Ini menandai bulan ketiga berturut-turut pertumbuhan penjualan Tesla di Eropa, setelah peningkatan 84% di bulan Maret dan kenaikan hampir 12% di bulan Februari—kenaikan bulanan pertama yang terjadi sejak Desember 2024 . Pemulihan ini membalikkan kemerosotan yang telah berlangsung lebih dari setahun dan memulihkan momentum bulan-ke-bulan Tesla memasuki pertengahan 2026 .
Beberapa pendorong kebijakan mendasari akselerasi ini. Target armada CO₂ Uni Eropa 2025–2027 adalah mekanisme regulasi utama, yang secara efektif mewajibkan para pabrikan mobil untuk menjual pangsa kendaraan nol-emisi yang terus meningkat demi menghindari denda berat. Laporan progres 2026 dari Transport & Environment secara eksplisit mengaitkan lintasan pertumbuhan BEV dengan kepatuhan terhadap target ini, memproyeksikan pasar mencapai 23% pada tahun 2026 dan 28% pada tahun 2027 .

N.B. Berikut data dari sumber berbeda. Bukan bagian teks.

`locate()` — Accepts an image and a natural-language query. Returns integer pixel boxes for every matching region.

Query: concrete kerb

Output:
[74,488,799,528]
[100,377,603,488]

EAFO menyoroti bahwa insentif pembelian nasional, manfaat pajak yang direvisi di berbagai negara utama Eropa, dan perluasan infrastruktur pengisian daya turut mendukung lonjakan BEV . Penghapusan bertahap de facto penjualan mesin pembakaran baru pada 2035 terus membentuk perencanaan produk jangka panjang di seluruh industri.
Beberapa proyeksi otoritatif bertemu pada pangsa pasar BEV Uni Eropa tahun 2026 di kisaran 23–25%, dengan hasil yang tepat sangat sensitif terhadap keberlanjutan insentif, ekspansi pabrikan China, dan kondisi makroekonomi yang lebih luas:
Empat bulan pertama tahun 2026 telah mencatat pangsa BEV Uni Eropa sebesar 19,7%. Jika lintasan Q1 ke April terus berlanjut, target 23% untuk satu tahun penuh sangat mungkin tercapai—meskipun gangguan terhadap insentif pembelian, eskalasi tarif yang tajam, atau perlambatan makroekonomi bisa memangkas angka tersebut.
Satu hal yang jelas: April 2026 akan dikenang sebagai bulan di mana pasar mobil listrik Eropa menyeberangi dua garis simbolis sekaligus: satu dari lima mobil baru yang terjual sepenuhnya bertenaga listrik, dan satu dari tujuh mobil listrik yang terjual mengusung nama merek China.